I went to Bubby's over the weekend to pick up an overly abundant to-go spread — I ordered at the counter, but you can call ahead — and it definitely delivered on that hope for comfort. The James Beard Pancakes, for example, were blissfully transportive to brunches of pre-pandemic yore, a trio of wide, fluffy discs holding their own under a deluge of tart blueberry sauce and maple syrup. I probably didn't take a bite of these beauties until a half hour after the masked-up employee handed me my bag back on North Moore Street, but they exhibited no signs of fatigue.

The Bubby's Burger with cheddar was also excellent, still warm, juicy, and perfectly medium rare even after sitting for a while before I could unwrap it and dig in. Takeout fries are never as good as a freshly plated pile but again, for me, some of the appeal of eating food from familiar places like Bubby's these days lies in the adventure of biking there, and saying hello, and supporting a venerable business the city would be poorer without.

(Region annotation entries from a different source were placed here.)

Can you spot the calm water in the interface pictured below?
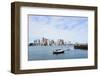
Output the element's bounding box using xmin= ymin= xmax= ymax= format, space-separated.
xmin=28 ymin=46 xmax=88 ymax=60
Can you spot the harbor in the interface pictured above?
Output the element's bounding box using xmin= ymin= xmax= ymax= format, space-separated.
xmin=28 ymin=38 xmax=88 ymax=61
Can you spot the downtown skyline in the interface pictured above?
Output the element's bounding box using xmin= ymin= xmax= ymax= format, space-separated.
xmin=29 ymin=15 xmax=88 ymax=43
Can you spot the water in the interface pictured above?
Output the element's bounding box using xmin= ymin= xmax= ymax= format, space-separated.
xmin=28 ymin=46 xmax=88 ymax=60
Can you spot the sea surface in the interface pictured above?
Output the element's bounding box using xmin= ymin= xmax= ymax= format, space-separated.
xmin=28 ymin=45 xmax=88 ymax=61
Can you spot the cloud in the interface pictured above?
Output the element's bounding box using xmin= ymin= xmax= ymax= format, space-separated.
xmin=29 ymin=16 xmax=88 ymax=42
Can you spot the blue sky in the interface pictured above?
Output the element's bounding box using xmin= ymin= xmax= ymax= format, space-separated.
xmin=29 ymin=15 xmax=88 ymax=43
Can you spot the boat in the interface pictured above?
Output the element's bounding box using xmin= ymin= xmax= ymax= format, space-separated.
xmin=53 ymin=49 xmax=64 ymax=54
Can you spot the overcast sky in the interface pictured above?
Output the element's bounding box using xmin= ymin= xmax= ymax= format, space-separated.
xmin=29 ymin=15 xmax=88 ymax=43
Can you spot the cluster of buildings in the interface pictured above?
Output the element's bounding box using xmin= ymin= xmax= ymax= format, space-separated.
xmin=32 ymin=38 xmax=66 ymax=46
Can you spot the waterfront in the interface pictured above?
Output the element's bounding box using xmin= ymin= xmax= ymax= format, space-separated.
xmin=28 ymin=45 xmax=88 ymax=61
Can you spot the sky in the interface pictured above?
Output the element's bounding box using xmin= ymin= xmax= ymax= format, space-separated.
xmin=28 ymin=15 xmax=88 ymax=43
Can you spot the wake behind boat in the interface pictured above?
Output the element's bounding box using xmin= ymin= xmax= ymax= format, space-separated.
xmin=53 ymin=49 xmax=64 ymax=54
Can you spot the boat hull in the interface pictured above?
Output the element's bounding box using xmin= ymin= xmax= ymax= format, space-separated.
xmin=53 ymin=51 xmax=64 ymax=54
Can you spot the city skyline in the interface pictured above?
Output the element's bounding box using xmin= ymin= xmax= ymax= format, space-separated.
xmin=29 ymin=15 xmax=88 ymax=43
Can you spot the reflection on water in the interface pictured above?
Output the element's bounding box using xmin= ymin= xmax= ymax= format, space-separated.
xmin=28 ymin=45 xmax=88 ymax=60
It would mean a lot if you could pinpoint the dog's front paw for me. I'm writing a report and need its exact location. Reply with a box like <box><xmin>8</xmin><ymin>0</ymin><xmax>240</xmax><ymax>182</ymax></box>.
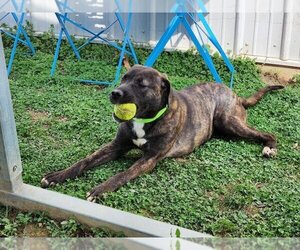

This was my first cheeseburger with fries platter in more than two months, and it felt really good.

The Fried Chicken Lunch was also satisfying, and featured one of Bubby's top-of-the-line biscuits. For dessert, a slice of Peanut Butter Chocolate (like eating a candy bar!), a slice of Cherry (nice and tangy), and a slice of Apple (just fine).

The nice thing about Tribeca right now is how empty it is, so finding a place to sit and eat comfortably distanced from passersby was relatively easy. Bubby's had to-go cocktails available, as well.

Last year, after a $2 million "under-the-hood" renovation to help better serve the crowds, Silver signed a 20-year lease on his Tribeca place, so he's not going away anytime soon. "We are committed to Bubby’s and this community," he said. "We’ve been through a lot since 1990, including 9/11, Hurricane Sandy, and other economic downturns, and although nothing has been as devastating as this, I am hopeful that with the right support and guidance from the government, Bubby’s will weather the storm."

"We all have a lot of work cut out for us," he added, "but the Bubby’s crew is strong and flexible, we like making good food and nourishing our community, and I will do whatever I can to continue doing this and help rebuild our city."